In Isaiah’s day, the nation of Judah found themselves in dire straits. They were surrounded by enemies. Food was scarce. Many were hungry. Instead of looking to Jehovah for help in dealing with these hardships, however, they started to “call down evil” on their king and on their God. Yes, they blamed Jehovah for their problems. If we are beset by tragedy or personal problems, might we likewise say in our heart, ‘Where was Jehovah when I needed him?’ Because of not having all the facts, the Israelites in Ezekiel’s day felt that Jehovah’s way was “not adjusted right.” It was as if they had set themselves up as judges of God, relying on their own limited understanding of events. If we at times do not fully understand a Bible account or the way events develop in our own life, could we perhaps feel in our heart that the way of Jehovah is unfair, “not adjusted right”?
In the days ahead the Watchtower will find itself in virtually the same situation as Judah, as recorded in the prophecy of Isaiah.
As the world is engulfed in war, famine and pestilence in the near future, signaling the beginning of the actual presence of Jesus Christ, the leadership of Jehovah’s Witnesses will be thrown into great confusion. They will not be able to come to terms with what went wrong. Due to their having promoted a delusion regarding the parousia and their limited understanding of the Scriptures, they will call down evil on God for having allowed them to have been so misled.

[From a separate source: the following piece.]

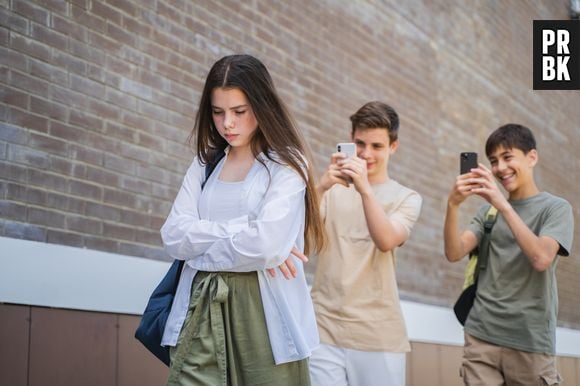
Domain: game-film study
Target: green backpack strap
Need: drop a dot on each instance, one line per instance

Here is today’s verse in context: “When they do not speak according to this word, they have no light. And each one will pass through the land afflicted and hungry; and because he is hungry and indignant, he will curse his king and his God as he looks upward. Then he will look to the earth and see only distress and darkness, obscurity and hard times, gloom and no brightness.”

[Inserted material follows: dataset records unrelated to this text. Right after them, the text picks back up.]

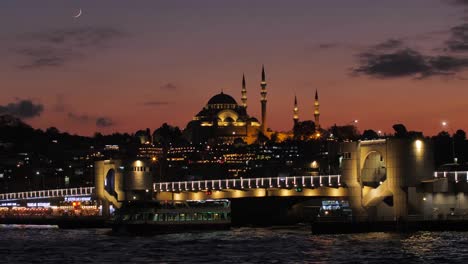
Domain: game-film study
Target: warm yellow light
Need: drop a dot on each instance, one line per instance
(314, 164)
(418, 144)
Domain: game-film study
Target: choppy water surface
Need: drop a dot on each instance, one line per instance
(240, 245)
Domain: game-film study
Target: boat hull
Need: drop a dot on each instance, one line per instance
(163, 228)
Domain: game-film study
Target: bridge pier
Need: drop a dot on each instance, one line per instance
(384, 177)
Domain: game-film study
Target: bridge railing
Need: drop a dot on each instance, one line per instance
(456, 176)
(251, 183)
(46, 193)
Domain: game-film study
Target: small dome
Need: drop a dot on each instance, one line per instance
(222, 99)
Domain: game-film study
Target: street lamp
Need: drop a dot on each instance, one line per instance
(445, 125)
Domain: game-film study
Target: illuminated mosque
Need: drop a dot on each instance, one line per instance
(222, 119)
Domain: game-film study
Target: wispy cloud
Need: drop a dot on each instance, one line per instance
(157, 103)
(23, 109)
(104, 122)
(59, 47)
(99, 121)
(169, 87)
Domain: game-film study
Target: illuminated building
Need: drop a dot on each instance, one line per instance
(223, 120)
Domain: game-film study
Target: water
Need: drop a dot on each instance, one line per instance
(21, 244)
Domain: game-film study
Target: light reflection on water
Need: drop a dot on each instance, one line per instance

In truth, the prophecy of Isaiah, though set in ancient times, actually speaks to the ultimate coming of Christ. That is evident by the fact that in the 2nd chapter of his letter to the Hebrews the inspired apostle quoted verse 18, applying it to Christ and those who belong to him — “the young children.” And specifically the subject matter has to do with bringing his Firstborn into the world again — or as Paul said in the 9th chapter: “the second time he appears.”

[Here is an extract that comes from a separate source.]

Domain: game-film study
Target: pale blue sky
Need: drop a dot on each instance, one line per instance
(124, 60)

Not only that, but Isaiah 8:14-15 states: “He will become as a sanctuary, but as a stone to strike against and as a rock to stumble over to both houses of Israel, as a trap and a snare to the inhabitants of Jerusalem. Many of them will stumble and fall and be broken; they will be ensnared and caught.”
The language above is quite similar to that which appears further on in Isaiah 28:16, which reads: “Therefore this is what the Sovereign Lord Jehovah says: ‘Here I am laying as a foundation in Zion a tested stone, the precious cornerstone of a sure foundation. No one exercising faith will panic.’”
There is no doubt that Christ is the tested cornerstone and it is his coming that will be a trap and a stumbling block for many. Did not Christ himself foretell that “many will be stumbled”?
Now consider Isaiah 8:18 in context, which states: “And if they say to you: ‘Inquire of the spirit mediums or of the fortune-tellers who chirp and mutter,’ is it not of their God that a people should inquire? Should they inquire of the dead in behalf of the living?”
Surely, Jehovah’s Witnesses would never resort to necromancy for guidance. But, consider this: From Jehovah’s standpoint those who are not spiritually alive are dead, even though from the standpoint of humans they are alive. At the powerful presence of Christ the Watchtower will no longer function as Jehovah’s earthly mouthpiece. At that point it will become a trap and a snare for those who continue to look to it for guidance. Although it is certain to cease as a publishing concern early on in the post-parousia world, evidently it will still function in some capacity — as if chirping and muttering from beyond the grave. And from Jehovah’s point of view those who inquire of it then are no different than persons who resort to spirit mediums and witches.
As if to confirm that this is the fate of God’s spokesman, Isaiah the 29th chapter addresses “Ariel” with these words: “I will encamp on all sides against you, and I will besiege you with a palisade and raise up siegeworks against you. You will be brought low; from the ground you will speak, and what you say will be muffled by dust. Your voice will come from the ground like the voice of a spirit medium, and your words will chirp from the dust.”
Jesus foretold that Jerusalem will be surrounded with a fence of pointed stakes, a palisade. Of course, his words were literally fulfilled in 70 CE. But the tribulation upon the holy place and that which is symbolized by Jerusalem is to occur during the great tribulation, which is coming upon the whole world. It is during that tribulation when the formerly robust voice of God’s spokesman will be brought low and instead of uttering anything remotely like “good news,” the voice will emanate as if from the grave — requiring the services of a spirit medium to give it voice.